Voriconazole MICs for 31 Scedosporium apiospermum strains were determined using CLSI broth microdilution, Etest and disc diffusion. Groups of mice were challenged intravenously with 1 out of 16 S. apiospermum strains (voriconazole CLSI broth microdilution MIC range: 0.125-8.0 mg/L) and treated with 40 mg/kg voriconazole orally by gavage once daily. Efficacy of voriconazole was evaluated by a statistically significant ( P  <   0.05) reduction in fungal burden in brain.

RESULTS

A categorical agreement of 90.4% was reached for CLSI broth microdilution and disc diffusion and of 93.6% for CLSI broth microdilution and Etest.
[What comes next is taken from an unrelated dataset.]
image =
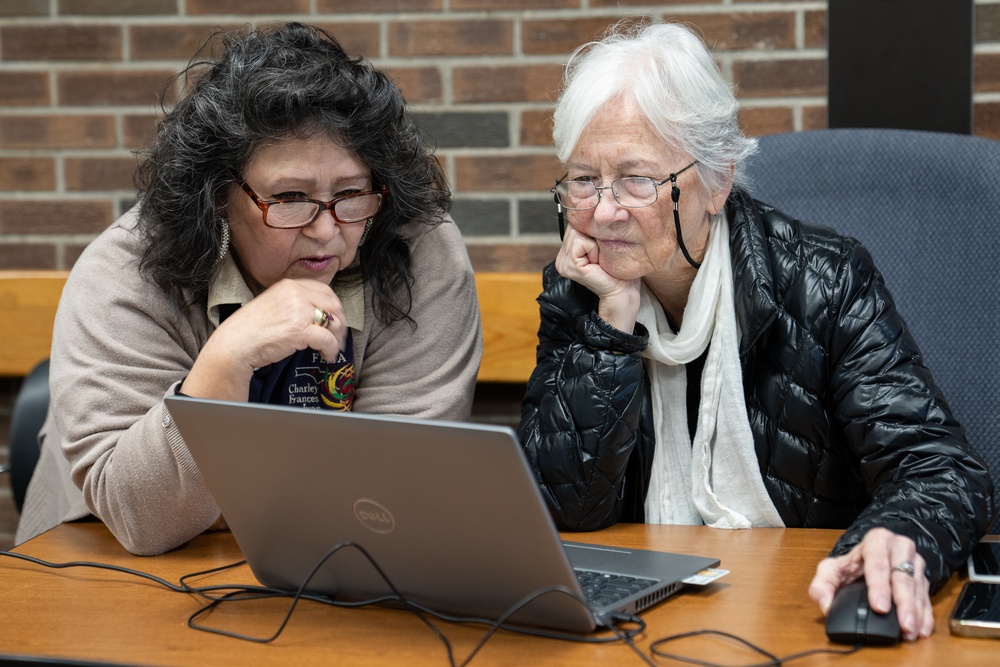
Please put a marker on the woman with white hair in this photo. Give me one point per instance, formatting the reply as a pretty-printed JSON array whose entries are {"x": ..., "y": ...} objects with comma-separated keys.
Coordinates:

Correlation of CLSI MICs and in vivo outcome was good, as mice challenged with strains with an MIC ≤2 mg/L responded to voriconazole therapy in 92.3% and those challenged with strains with an MIC ≥4 mg/L responded to voriconazole therapy in 33.3%.

CONCLUSIONS

CLSI broth microdilution and Etest deliver comparable results that enable a prediction of in vivo outcome. Our results suggest that voriconazole is able to reduce fungal burden in the brain of 92.3% of all mice challenged with strains with voriconazole CLSI MICs ≤2 mg/L, while mice challenged with strains with CLSI MICs ≥4 mg/L showed limited response to voriconazole treatment.